IR contraction and expansion
The absence of one copy of three genes, commonly duplicated and situated in the vicinity of junction sites of IR and LSC, was detected, deserving a more thorough examination. Subsequently, the evolutionary trajectories of the contraction and expansion of IR within Ligusticum (Supplementary Fig. S3) and Apioideae (Fig. 2) were investigated. The border of SSC/IRa crossed by ycf1 maintained a relatively conserved state, in which a nearly constant fluctuation of ca. 100 bp was observed throughout the evolution of Apioideae. Symmetrically, the SSC/IRb boundary, located in the pseudogene fragment ψycf1 and neighboring ndhF, showed an erratic shift, resulting in inconsistent deviation of the border to ndhF and fluctuation in ψycf1 length. Notably, multiple dynamic expansions and contractions indicated that the junction of the LSC/IRb endpoint moved from spanning rps19 in D. carota (putative ancestral IRb/LSC boundary) to rpl2 in Anethum graveolens, followed by lineage-specific IR contraction to ycf2, causing Seselinae and Peucedaneae to lack one copy of ycf2, but both copies were present in L. tenuissimum. Considering the phylogenetic topology that L. tenuissimum was a sister to L. chuanxiong, belonging to the clade comprising species of the tribes Seselinae and Peucedaneae, and an enhanced expansion footprint in L. tenuissimum compared to the ancestor extending rps19 into IR, we remain parsimonious in proposing an independent IR expansion reoccurring in L. tenuissimum. In addition, within the seven presented Ligusticum spp., an on-going shift of the LSC-IR junction and an alleviated dislocation of SSC were demonstrated whereas severe reduction hardly occurred.

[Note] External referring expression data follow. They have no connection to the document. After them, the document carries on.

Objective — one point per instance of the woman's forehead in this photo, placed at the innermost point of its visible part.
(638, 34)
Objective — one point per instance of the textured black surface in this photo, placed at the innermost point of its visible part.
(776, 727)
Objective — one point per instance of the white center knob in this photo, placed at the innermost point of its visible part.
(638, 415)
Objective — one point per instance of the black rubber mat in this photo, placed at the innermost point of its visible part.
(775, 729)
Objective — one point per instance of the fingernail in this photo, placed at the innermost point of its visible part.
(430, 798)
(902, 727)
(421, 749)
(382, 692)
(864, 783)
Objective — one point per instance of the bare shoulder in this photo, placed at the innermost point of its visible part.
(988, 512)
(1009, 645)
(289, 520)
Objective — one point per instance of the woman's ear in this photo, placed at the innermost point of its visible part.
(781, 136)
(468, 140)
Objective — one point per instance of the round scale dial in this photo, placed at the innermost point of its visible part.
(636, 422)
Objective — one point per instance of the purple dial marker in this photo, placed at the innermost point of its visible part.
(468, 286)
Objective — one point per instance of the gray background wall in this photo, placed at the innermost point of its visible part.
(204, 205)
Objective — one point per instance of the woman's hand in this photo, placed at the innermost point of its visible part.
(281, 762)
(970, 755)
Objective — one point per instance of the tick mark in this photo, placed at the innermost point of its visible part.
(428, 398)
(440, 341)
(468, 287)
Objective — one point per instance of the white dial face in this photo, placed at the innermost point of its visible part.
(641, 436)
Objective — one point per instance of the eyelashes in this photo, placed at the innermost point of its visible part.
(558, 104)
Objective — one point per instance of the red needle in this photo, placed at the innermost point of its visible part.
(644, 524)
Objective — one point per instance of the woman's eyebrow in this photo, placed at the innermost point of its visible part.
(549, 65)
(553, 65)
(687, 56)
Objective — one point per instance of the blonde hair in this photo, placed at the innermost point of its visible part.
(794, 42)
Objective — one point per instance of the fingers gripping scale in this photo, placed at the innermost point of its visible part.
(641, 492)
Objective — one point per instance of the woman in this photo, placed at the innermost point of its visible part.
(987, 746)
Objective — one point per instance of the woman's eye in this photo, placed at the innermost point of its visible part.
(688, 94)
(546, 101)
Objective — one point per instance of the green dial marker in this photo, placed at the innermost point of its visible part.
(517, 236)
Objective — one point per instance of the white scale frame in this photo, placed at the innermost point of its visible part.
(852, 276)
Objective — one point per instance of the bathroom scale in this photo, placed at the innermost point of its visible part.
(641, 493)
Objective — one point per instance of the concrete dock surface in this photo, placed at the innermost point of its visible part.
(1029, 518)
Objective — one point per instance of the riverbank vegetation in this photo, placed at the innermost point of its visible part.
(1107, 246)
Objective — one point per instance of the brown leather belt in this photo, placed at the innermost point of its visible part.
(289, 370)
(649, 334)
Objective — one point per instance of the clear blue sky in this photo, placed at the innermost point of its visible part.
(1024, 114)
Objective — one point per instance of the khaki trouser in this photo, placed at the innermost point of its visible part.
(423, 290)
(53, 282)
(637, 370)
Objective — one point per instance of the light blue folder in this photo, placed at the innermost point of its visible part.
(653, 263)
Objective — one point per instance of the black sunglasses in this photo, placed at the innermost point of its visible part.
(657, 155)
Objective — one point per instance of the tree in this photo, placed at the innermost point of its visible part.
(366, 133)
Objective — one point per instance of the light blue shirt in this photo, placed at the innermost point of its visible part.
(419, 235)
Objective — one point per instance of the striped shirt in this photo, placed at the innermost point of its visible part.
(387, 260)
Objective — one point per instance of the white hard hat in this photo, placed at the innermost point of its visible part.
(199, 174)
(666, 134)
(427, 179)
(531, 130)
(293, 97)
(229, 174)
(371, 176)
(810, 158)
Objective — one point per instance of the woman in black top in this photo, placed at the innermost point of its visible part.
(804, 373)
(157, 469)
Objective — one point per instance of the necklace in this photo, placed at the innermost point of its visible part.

Furthermore, we investigated the synonymous substitution rate of genes, ycf2 and rpl2 which are duplicated and de-duplicated because of IR contraction and expansion. Exceeding our expectation, the Ks value was highly variable among lineages (Supplementary Fig. S4) but without significant correlation with the copy number variation that resulted from IR contraction and expansion, which usually accelerates synonymous substitution58,59.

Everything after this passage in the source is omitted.